Wednesday, January 06, 2010

The year that was and is...

Almost a decade of this century is over now.. And it seems to have flew by, considering that I am still thinking about the year 2000 which was quite eventful for me.. Now when I sit back and think about all these years gone, I dont know whether I have lost more or gained more... I know for sure that I have lost much more than I ever thought in terms of relationship(s), but yes I gained a lot of confidence, grew professionally, traveled a lot and have become independent.

I have seen almost each and every aspect of relation that exists. I met a lot of people during this phase and learnt something or the other from each one of them.. Some turned into good friends - friends for life, some just passed by as acquaintances while I have lost touch with most of them.. with some, nothing happened.. Well, all that is part of the game...

Now when I look back at 2000, I wonder what my life would have been if I had not accepted that job offer in Pune.. Would I have still been in Doon or somewhere else.. What would I have been doing?? I know that I always wanted to work.. Looking at the past few years, now I want a break and that also a long one. I want to be at a place where I am at peace.

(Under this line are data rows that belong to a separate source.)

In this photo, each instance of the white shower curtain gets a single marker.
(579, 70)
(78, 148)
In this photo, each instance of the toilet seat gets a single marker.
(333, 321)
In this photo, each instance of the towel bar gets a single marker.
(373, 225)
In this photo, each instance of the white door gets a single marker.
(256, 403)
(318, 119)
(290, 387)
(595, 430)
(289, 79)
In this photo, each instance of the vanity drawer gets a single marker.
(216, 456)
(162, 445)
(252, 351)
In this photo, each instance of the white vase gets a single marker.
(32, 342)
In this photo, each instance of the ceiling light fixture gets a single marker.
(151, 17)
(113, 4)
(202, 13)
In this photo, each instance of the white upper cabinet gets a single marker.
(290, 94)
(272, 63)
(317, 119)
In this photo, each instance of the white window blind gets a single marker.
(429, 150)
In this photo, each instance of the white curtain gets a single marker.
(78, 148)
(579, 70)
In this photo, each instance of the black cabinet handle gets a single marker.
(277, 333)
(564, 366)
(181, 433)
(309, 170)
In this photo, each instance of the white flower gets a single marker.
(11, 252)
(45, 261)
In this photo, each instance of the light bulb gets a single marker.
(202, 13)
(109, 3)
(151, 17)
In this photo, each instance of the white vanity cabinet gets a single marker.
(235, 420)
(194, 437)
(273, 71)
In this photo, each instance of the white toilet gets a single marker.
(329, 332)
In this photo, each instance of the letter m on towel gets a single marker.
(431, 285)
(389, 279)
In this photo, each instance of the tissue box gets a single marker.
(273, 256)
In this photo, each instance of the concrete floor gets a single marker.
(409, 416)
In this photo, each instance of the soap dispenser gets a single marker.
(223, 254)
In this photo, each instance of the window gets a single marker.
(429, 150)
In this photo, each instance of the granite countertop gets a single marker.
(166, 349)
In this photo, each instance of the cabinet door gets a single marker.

Every year when it dawns, I hope that I dont lose any more relationships.. I have had enough in terms of losing out on them.. Every year I hope that my heart comes to rest and my mind is at peace..

Yes, the loneliness is creeping all over me and sometimes it laughs at me in the silence of darkness.. but I have somehow manage to struggle with it and try to smile.. Sometimes I feel that I am not myself and with each passing year, the distance between me and I is increasing. Like every year, this year also I hope that the sadness inside me dies and start getting happy all over again. I hope I dont lose any more relations... I seriously dont want to... All the best to me.. Amen!!!